5 réflexions sur “La porte”

  1. La photo où Roméo a son bras autour de ton cou est magnifique et très touchante ❤️

  2. Toujours aussi émouvant de te lire ma chérie
    De magnifiques photos
    Hâte d’y être , près de vous ❤️❤️
    Je vous aime 🥰

  3. C’est un plaisir de te suivre au travers de ton carnet de voyage … quelle belle écriture et que de magnifiques photos !
    🤗🤗😘😘

  4. bonjour Deborah,
    Je suis très touché par les écrits de ce carnet de voyage, et je vous remercie de l’avoir partager. Il pose toute la grande question de la distance, réelle, physique ou affective voire symbolique qui sépare le parent de l’enfant, ici entre la mère et son enfant. c’est un sujet qui m’a longtemps préoccupé durant mon expérience professionnelle puis, encore maintenant, en tant que parent, père…
    qu’ai-je su ou pu donner, transmettre : de l’amour, de la joie, du bonheur, de la sécurité… et qu’ai-je reçu en echange du bonheur oui je peux le dire. était-ce bien ? si oui, pour qui ? quelle distance variable en permanence faut-il maintenir entre l’enfant et l’adulte. y-a-t-il un âge où l’on peut estimer que l’enfant a reçu suffisamment pour être en capacité d’advenir, pour accéder à la liberté…
    puis un jour, l’enfant sent venir le moment de s’envoler. alors, demeurent sur les murs et partout ailleurs les traces de vie, celles du temps d’avant. une page est tournée, ce processus de séparation qui donne acces à la vie est aussi un processus de deuil. il va falloir faire avec…
    et au fil du temps, nous verrons peut-être si nous avons su ou pu mettre en œuvre pour que notre enfant qui n’en n’est plus un accède au bonheur et, qui sait, peut être qu’à son tour, il deviendra parent à son tour…
    et n’oublions jamais cela : c’est l’enfant qui crée le père ou la mère..
    Bon voyage Deborah.

  5. Bonjour Eric,

    Merci infiniment pour votre message, qui m’a profondément émue.

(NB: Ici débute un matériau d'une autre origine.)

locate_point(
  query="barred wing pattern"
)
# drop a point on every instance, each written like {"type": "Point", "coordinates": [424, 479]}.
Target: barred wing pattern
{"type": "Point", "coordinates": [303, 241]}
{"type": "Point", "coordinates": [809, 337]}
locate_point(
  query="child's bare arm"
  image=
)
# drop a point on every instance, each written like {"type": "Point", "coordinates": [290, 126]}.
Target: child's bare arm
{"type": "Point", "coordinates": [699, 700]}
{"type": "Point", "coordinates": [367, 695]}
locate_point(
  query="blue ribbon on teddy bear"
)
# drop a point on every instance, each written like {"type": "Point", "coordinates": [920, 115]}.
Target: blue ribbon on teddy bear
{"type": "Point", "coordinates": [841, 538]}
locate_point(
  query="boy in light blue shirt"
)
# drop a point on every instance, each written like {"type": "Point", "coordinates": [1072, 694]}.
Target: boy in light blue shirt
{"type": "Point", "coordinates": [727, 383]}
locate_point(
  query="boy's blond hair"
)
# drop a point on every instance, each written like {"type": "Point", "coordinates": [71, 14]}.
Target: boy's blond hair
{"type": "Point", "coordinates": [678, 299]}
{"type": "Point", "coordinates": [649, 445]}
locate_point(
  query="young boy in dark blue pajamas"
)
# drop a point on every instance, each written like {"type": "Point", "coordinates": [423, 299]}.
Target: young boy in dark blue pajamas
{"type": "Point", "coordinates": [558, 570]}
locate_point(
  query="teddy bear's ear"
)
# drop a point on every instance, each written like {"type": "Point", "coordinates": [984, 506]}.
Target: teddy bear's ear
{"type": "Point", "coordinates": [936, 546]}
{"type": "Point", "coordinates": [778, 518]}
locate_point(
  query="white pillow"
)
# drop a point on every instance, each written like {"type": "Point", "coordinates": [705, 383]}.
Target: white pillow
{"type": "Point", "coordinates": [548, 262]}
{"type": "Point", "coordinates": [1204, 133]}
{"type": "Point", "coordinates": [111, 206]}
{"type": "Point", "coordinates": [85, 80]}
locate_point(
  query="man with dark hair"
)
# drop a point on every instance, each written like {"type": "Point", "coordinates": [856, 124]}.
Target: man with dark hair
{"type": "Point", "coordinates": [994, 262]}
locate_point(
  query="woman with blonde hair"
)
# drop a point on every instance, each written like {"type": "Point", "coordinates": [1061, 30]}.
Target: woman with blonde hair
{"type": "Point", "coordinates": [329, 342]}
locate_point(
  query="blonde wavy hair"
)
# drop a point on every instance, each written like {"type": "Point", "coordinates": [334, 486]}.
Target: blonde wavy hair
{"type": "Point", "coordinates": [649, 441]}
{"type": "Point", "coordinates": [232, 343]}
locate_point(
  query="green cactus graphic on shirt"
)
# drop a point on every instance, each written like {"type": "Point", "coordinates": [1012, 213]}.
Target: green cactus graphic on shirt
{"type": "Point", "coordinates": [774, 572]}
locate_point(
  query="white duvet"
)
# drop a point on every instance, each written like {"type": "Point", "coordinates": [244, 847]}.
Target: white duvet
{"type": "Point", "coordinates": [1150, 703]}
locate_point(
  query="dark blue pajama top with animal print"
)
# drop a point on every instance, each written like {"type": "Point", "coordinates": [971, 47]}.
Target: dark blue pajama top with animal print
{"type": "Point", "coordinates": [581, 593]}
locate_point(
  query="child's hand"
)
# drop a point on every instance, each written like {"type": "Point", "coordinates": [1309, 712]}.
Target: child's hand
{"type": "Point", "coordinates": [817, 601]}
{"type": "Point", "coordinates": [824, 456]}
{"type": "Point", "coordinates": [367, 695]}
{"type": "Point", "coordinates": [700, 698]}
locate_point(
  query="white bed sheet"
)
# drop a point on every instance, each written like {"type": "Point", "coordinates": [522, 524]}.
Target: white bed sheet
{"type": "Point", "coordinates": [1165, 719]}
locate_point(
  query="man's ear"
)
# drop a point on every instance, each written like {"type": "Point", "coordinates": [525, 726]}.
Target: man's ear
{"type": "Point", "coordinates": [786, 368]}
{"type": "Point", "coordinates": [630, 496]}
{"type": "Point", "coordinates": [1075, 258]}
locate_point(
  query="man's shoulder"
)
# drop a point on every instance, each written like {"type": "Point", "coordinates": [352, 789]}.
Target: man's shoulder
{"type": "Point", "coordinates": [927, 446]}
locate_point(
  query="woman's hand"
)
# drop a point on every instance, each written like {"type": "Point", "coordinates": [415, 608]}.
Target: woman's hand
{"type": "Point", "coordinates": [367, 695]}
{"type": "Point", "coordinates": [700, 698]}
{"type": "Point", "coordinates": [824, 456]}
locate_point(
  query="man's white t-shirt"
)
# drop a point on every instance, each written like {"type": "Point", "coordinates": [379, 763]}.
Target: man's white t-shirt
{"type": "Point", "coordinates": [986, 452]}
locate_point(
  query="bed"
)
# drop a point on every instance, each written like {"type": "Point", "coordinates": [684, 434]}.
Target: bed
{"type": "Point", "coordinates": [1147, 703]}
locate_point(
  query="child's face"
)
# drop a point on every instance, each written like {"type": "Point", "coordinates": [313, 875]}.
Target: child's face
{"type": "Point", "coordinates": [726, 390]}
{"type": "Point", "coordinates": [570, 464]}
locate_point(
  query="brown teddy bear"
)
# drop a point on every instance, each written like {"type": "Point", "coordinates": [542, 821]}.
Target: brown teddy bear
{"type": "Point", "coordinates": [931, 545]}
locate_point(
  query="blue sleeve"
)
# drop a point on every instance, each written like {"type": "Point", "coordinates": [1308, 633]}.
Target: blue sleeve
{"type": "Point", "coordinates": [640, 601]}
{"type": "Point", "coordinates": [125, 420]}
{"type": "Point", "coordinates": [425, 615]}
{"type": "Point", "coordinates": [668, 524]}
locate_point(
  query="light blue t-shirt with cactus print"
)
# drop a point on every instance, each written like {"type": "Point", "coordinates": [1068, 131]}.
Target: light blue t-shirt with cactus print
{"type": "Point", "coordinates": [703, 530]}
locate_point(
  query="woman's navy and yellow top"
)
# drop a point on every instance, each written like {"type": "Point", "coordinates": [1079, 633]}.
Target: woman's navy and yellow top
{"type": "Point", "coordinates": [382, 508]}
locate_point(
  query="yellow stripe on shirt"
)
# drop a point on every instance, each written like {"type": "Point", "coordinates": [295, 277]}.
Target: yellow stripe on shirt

    Vous mettez en lumière des questions universelles et intemporelles, qui touchent chaque parent au cours de son cheminement : qu’avons-nous transmis à nos enfants ? Comment maintenir cet équilibre fragile entre proximité et distance ? Et surtout, comment vivre cette séparation, inévitable mais ô combien bouleversante, qui marque leur envol ?

    Vous avez raison : ce processus est à la fois un acte de vie et un processus de deuil. Il faut dire au revoir à cette relation d’avant, si fusionnelle, pour ouvrir la porte à une relation nouvelle, peut-être plus libre, mais jamais exempte de ce lien indéfectible.

    J’aime particulièrement votre réflexion sur le fait que « c’est l’enfant qui crée le père ou la mère ». C’est une vérité si simple, et pourtant si puissante. À travers eux, nous grandissons nous aussi, découvrant des facettes de nous-mêmes que nous ne soupçonnions pas. Et dans cette quête de liberté que vous évoquez, je crois que l’enfant et le parent s’élèvent ensemble, chacun trouvant peu à peu son propre chemin.